Social Goals Are Front and Back End Heavy

Kickstarter’s early beta tests mirror what Baio saw at Upcoming when it comes to distribution of social input. It tends to come in the most at the very beginning and at the very end. At first, project initiators are enthusiastic and do a lot of promotion. Then, if they later get close to their goals then they do a final push to promote their project. That’s especially true with Kickstarter, where 90% of a fund raising goal is as good as nothing at all – users will lose all the support they’ve gained unless they put out another push to pass 100%

Baio says that he’s looked at the numbers and found that the two biggest factors in project success at Kickstarter appear to be offering rewards if the goal is met and sending out regular updates to supporters of a project.

The Kickstarter crew isn’t creating content themselves, they are creating software for other people to create content. “One thing I found out over the last year,” Baio told us, “is that writing doesn’t scale. When you code, it takes on a life of its own. I ignored Upcoming for a year after my son was born and it kept growing. I did not write a line of code in a year and it got more popular.”

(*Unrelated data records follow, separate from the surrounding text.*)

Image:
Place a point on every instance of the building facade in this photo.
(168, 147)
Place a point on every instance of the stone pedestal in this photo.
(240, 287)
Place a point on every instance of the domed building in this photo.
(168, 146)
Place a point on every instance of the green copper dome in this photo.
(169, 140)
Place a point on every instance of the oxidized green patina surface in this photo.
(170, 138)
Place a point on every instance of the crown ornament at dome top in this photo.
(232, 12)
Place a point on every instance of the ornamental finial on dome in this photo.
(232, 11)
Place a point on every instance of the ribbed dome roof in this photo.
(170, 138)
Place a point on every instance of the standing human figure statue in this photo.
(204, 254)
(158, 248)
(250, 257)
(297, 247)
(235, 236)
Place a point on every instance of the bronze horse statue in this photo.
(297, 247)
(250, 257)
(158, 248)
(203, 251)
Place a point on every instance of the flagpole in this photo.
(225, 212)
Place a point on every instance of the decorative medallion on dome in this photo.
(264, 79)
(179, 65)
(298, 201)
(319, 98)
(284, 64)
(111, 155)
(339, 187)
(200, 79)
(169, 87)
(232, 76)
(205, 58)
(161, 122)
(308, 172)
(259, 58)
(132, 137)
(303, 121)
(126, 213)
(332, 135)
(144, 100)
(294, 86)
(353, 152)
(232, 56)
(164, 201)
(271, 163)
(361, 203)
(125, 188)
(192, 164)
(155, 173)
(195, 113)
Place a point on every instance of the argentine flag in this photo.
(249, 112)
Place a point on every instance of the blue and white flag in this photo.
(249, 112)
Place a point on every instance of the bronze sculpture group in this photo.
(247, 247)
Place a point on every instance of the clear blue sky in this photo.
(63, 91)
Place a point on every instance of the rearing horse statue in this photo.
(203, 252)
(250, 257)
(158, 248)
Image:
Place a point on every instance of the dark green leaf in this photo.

That too seems intuitive, but building software in a way that makes it easy to offer rewards, prompts people to send out regular updates and helps them create good content for themselves on your site could be the difference between a good idea and a successful one. That’s true for both the particular projects on Kickstarter and the site itself.

Games Are Good – But Make Sure Users’ Goals Align With the Site’s

Baio is a big fan of games. He likes iPhone games (his favorites include ZenBound, Eliss and Edge), he likes retro 8-bit style games and he likes the prospect of bringing game-like elements into non-gaming environments.

As a part of that thinking, Baio believes it’s important to make sure that users’ interests on a site align with the interests of the site itself. On Kickstarter, “success depends,” he says, “on your ability to promote your work.” And thus to promote the site as well.

The risk here is that a game-like system of rewards can change the way people behave in ways that aren’t helpful. “Yahoo Answers, for example,” Andy says, “got the point system totally wrong. They tuned it for traffic instead of for quality. People get points for offering any answer at all to questions, so you’ve got all these people just entering one word answers to loads of questions so they can climb the leader board.”

Successful examples? Baio pointed to the UK Guardian’s MP Expenses experiment, where readers are crowdsourcing analysis of hundreds of thousands of expense reports filed by members of Parliament and finding some pretty funny claims. That’s similar to the Sunlight Foundation’s Transparency Corps. (Check out that project’s latest – a crowdsourced national directory of state-level elected officials on Twitter – cool!)

In systems like that, and especially in Baio’s much-studied favorite Mechanical Turk, users “have full control over their choice of tasks. They turn work into a little bit of play.”

Build to existing social connections, maintain engagement during the quiet spells in the middle of goal pursuit and make it like a game – but be careful how people play. That’s some of Andy Baio’s advice. You can begin to see it in action at Kickstarter.com. That site’s full functionality will open to the public at the end of August.